The working capital cycle is the time that elapses between investing in a product or service and receiving payment for that product or service. The starting point of the working capital cycle is usually when the business purchase raw materials or hires people for the service. The ending point of the working capital cycle is when the customer makes the payment, regardless of whether such payment comes pre-paid for the service or purchase, payment takes place at time of purchase or obtaining the service, or the payment comes later owing to sale on credit.

For instance, if a company purchase raw material on day 1, manufactures the product on day 7, and sells it on day 15, receiving payment on day 23, the working capital cycle is 23 days. If the company sells the same product on cash basis, the working capital cycle is 15 days.

A simple working capital cycle illustrates the conversion of cash to raw materials and labor, the raw material and labor to finished products, and the finished products to cash. Failure to move each asset through the cycle continuously leads to a breakdown of the cycle, and with it a liquidity crisis where the company cannot purchase additional raw materials or make payments to sustain its operations. This can lead to a shutdown and even bankruptcy.

Uses

The working capital cycle indicates the time that the company has to block money on the product or service before it gets back the money to manufacture additional products and or reinvest some of the profits from the investment for further growth and research.

A company with short working capital cycle usually has a healthy cash flow, and companies with long working capital cycles usually have cash flow difficulties. A lengthy working capital cycle owing to credit sales mean that the company does not have cash to re-manufacture the product even after selling the manufactured product. To sustain operations, the company then has to deploy additional working capital and manufacture a second batch of items without realizing money for the first batch.

Application

Working capital is actually cash tied up with little or no returns, and as such, companies seek to minimize working capital deployment by shortening the working capital cycle.

Good working capital cycle management seeks to balance incoming and outgoing payments by identifying and synchronizing dates of accounts payable and accounts receivable.

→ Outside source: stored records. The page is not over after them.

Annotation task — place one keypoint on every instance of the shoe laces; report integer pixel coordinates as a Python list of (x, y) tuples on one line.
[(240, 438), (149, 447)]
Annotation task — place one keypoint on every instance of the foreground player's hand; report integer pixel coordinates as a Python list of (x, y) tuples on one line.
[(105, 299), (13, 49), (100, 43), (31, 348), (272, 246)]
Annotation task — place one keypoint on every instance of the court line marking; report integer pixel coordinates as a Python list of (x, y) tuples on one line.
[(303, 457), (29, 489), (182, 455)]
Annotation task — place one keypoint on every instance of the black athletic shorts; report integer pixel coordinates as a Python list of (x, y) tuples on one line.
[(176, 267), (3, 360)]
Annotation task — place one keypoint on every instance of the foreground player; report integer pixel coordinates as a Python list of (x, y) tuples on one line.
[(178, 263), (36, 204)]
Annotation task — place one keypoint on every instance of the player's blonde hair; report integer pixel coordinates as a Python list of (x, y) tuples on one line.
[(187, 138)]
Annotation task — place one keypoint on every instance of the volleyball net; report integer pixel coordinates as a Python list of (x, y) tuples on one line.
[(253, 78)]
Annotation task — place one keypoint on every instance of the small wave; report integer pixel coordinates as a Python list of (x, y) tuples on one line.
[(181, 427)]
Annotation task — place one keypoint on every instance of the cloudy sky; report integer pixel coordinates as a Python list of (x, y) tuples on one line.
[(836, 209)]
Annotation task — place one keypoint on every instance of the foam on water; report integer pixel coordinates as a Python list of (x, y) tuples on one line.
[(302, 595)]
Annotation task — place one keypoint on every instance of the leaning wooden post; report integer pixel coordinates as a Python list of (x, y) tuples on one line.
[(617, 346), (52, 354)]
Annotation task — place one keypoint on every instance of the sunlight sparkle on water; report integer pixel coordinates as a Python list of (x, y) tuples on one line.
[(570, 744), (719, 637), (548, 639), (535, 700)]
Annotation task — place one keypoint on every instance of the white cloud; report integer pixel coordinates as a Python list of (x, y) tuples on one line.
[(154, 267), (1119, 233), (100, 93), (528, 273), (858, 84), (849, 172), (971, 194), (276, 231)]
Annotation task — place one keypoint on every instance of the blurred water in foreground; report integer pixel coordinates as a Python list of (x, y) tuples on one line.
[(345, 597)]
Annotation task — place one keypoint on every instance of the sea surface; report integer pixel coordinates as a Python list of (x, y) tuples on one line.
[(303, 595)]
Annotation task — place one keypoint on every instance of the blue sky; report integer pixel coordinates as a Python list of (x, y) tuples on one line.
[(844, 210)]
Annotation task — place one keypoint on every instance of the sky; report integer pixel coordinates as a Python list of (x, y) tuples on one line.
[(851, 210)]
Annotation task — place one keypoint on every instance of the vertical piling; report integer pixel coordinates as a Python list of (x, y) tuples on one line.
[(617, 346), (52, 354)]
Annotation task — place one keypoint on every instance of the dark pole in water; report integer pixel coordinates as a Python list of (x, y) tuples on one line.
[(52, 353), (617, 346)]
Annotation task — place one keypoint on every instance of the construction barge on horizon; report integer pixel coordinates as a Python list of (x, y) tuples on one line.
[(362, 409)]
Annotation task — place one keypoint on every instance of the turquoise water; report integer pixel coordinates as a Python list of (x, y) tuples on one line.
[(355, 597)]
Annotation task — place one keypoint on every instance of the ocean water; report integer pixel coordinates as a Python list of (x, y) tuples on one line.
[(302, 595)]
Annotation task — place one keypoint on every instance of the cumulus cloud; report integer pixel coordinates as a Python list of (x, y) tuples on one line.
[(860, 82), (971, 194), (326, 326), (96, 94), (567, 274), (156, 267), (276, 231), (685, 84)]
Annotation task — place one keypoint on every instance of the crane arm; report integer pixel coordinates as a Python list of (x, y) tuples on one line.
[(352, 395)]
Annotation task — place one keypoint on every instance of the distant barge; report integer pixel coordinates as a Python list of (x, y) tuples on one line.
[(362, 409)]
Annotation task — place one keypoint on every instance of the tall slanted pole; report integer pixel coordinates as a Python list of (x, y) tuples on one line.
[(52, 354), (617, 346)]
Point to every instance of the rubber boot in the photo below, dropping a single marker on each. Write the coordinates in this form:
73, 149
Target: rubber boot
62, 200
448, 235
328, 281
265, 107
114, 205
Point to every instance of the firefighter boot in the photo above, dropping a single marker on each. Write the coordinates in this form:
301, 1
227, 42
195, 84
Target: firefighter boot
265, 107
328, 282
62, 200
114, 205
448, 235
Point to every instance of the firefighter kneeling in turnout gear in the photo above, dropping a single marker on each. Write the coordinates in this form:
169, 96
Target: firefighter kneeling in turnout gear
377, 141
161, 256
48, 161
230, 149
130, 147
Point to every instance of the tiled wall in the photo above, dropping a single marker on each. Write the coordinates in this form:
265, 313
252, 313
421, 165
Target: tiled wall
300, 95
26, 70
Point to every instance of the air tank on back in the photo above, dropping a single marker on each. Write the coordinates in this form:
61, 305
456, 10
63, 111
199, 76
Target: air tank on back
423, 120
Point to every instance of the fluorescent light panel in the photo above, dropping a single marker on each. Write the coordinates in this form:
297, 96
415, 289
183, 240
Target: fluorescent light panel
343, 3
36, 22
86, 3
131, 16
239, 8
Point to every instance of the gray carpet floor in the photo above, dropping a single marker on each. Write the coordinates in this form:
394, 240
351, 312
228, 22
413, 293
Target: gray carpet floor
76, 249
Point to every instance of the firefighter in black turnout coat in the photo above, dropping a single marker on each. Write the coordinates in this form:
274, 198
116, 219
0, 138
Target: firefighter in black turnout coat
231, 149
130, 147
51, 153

This entails identifying points where the company has to make more accounts payable, but does not have adequate accounts receivables to match such payables, and then trying to push back accounts payable or bring forward accounts receivables.

The ideal scenario for a company is to affect a perfect balance between accounts payable and accounts receivable, so that the company can maintain zero working capital and still operate smoothly. Companies such as Amazon collect payment before starting the manufacturing process, and as such maintain negative working capital levels. Other companies delay making payment to suppliers of raw materials until getting payment from customer for the finished goods. Such companies always remain flush with funds, and have zero working capital cycle. Adoption of just in time methodology allows taking this concept even further.

Distorters

Effective management of the working capital cycle depends not just in striking a balance between collecting payments for sales and making payments for raw materials. A company needs working capital for other operational aspects such as rent, paying various taxes, paying dividends to shareholders, making loan repayments and interest obligation, and may other purposes. Most of these items entail a routine and fixed outgo, independent of the product manufacture and sale cycle. Such accounts payables can put a spoke in the working capital cycle, and effective working capital management needs to take due cognizance of such payments.

A good understanding of working capital cycle is the first step towards achieving operational and financial efficiency for a firm.